Eva Guldanová remembers standing on the uneven cobblestones of the Bratislava old town square on a cold night in November 1989, her ears filled with the jubilant rattle of thousands of keys.
The people of the country then known as Czechoslovakia were ringing in their freedom from communist rule.
“I was only 12, and I didn’t really understand what it was all about,” she says. “But I knew a change was coming, and something very important was happening.”
Soon Eva would be baptized, a formerly subversive and dangerous act in her country. And by the end of her high school years she felt the first yearnings to go deeper into her fledging faith.
Her parents encouraged her to pursue physics in her university studies, but Eva wondered if she might be hearing a different call.
“(I decided) that if I still felt the desire to devote my life to the service of the church, I would follow that call and go to seminary.”
Today Eva is a third-year Ph.D. student at the Lutheran School of Theology at Chicago. In spring 2012, she will take her two final courses and “then plunge into writing my dissertation,” she says.
“I hope to write about the theme of baptism in early church writings and how it relates with ecclesiology — the theological understanding of the Christian church,” says Eva, adding that this is also a topic in the current round of international dialogue between Lutherans and Catholics.
“Research and writing on this topic will help me be on the cutting edge of ecumenism,” she says.
Promoting Christian unity and ecumenism are among some of Eva’s passions. And her studies in the United States have helped her live out these passions.
“I have been able to journey toward my dream: serving our Lord as an instrument of reconciliation and bringing about unity among Christian churches.”
Eva is a recipient of an ELCA International Leadership Development Scholarship, which is awarded to promising young leaders from global Lutheran partners. And in April 2011, she also won a student contest hosted by the National Workshop on Christian Unity.
“I felt both proud and humiliated that my (entry) was chosen as the best ecumenical sermon. It was a great affirmation for me in my vocation. I am very grateful to the ELCA and to the Lutheran Ecumenical Representativeness Network for giving me the opportunity to take part in the National Workshop on Christian Unity,” says Eva.
After seminary, Eva plans to return home.

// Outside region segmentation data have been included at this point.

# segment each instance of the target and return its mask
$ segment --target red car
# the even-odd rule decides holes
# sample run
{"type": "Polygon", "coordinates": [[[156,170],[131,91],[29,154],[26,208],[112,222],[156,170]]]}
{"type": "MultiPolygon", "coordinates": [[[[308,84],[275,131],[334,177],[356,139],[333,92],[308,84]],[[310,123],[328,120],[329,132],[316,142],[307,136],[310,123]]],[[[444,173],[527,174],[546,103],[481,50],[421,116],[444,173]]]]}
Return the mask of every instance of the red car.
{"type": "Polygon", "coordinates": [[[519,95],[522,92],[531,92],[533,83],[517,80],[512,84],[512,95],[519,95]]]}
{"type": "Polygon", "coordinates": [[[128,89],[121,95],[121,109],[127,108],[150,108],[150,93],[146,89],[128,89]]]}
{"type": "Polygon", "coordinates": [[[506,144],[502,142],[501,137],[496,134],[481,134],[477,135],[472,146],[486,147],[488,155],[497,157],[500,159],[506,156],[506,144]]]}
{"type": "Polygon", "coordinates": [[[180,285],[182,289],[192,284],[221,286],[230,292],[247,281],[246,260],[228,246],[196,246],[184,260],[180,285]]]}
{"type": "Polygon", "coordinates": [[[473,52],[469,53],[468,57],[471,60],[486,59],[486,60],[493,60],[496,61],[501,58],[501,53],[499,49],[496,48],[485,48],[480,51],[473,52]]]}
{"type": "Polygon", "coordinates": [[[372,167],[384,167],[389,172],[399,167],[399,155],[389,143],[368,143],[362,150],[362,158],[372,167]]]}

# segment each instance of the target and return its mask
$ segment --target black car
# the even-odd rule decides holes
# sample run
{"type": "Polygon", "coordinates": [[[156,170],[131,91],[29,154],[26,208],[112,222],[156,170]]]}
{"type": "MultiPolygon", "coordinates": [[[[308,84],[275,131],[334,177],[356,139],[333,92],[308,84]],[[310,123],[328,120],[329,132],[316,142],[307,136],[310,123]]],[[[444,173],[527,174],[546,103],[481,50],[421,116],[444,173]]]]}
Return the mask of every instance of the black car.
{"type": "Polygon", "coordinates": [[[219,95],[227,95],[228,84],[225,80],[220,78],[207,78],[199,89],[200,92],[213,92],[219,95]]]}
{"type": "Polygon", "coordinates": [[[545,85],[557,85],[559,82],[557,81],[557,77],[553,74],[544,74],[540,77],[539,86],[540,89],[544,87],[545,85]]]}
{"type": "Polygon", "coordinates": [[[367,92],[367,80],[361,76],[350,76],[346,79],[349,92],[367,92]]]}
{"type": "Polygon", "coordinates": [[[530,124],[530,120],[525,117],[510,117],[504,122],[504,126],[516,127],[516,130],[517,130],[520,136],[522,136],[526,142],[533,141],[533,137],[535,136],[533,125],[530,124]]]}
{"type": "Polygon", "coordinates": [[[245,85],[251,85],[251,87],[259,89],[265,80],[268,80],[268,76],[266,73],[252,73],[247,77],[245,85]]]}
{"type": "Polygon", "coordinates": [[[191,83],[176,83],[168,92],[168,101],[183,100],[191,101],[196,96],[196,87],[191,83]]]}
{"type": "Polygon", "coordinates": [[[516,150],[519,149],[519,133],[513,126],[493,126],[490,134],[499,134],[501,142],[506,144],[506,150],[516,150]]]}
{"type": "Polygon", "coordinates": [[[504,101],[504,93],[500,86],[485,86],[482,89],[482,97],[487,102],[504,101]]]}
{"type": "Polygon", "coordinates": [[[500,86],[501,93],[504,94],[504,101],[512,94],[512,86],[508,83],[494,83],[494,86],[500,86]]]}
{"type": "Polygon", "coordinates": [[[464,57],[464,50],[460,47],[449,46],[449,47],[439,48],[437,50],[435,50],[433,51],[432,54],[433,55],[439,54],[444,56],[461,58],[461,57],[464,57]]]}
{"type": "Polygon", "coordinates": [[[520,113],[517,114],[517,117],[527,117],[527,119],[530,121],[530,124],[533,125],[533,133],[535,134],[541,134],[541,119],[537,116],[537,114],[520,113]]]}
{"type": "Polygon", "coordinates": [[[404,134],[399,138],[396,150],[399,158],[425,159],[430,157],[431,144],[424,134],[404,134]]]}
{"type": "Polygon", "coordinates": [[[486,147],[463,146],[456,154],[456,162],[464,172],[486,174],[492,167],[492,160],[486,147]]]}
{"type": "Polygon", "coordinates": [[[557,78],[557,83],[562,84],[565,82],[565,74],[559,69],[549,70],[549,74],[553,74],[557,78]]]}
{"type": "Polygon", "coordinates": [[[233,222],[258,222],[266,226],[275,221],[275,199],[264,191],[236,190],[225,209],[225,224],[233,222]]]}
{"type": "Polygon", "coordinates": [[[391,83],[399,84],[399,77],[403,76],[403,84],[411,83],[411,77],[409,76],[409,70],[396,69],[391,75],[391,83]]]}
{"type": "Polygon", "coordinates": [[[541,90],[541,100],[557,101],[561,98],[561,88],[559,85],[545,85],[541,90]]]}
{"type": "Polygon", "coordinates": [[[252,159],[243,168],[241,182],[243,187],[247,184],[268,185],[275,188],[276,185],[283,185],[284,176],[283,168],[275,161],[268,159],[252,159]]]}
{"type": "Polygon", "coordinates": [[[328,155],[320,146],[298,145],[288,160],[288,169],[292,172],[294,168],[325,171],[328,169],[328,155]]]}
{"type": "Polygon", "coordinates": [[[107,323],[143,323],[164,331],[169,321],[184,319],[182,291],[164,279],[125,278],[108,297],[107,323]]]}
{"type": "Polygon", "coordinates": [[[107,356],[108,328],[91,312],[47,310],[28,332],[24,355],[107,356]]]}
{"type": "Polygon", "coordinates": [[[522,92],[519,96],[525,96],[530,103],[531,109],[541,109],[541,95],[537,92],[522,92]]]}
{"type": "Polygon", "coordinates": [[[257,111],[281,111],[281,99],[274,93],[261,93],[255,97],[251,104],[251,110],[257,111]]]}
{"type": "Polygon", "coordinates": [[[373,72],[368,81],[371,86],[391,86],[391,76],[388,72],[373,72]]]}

“I love Slovakia. I love my home church, my culture and my people. I feel called to serve as a pastor there, and I look forward to building ecumenical relationships on a grassroots level,” she says.
“I would also be glad to teach at the seminary, if this is the ministry my church calls me to, and I also dream of one day working full time in the ecumenical field.”
For this former child of communism, there is also beauty in diversity.
“For me, two things are central: courage and love — courage to overcome fears, anxieties and boundaries deep within us, and love to see the beauty in the other.
“To see a human being created out of God’s love in every person requires humility and patient listening. And it needs a lot of prayer.”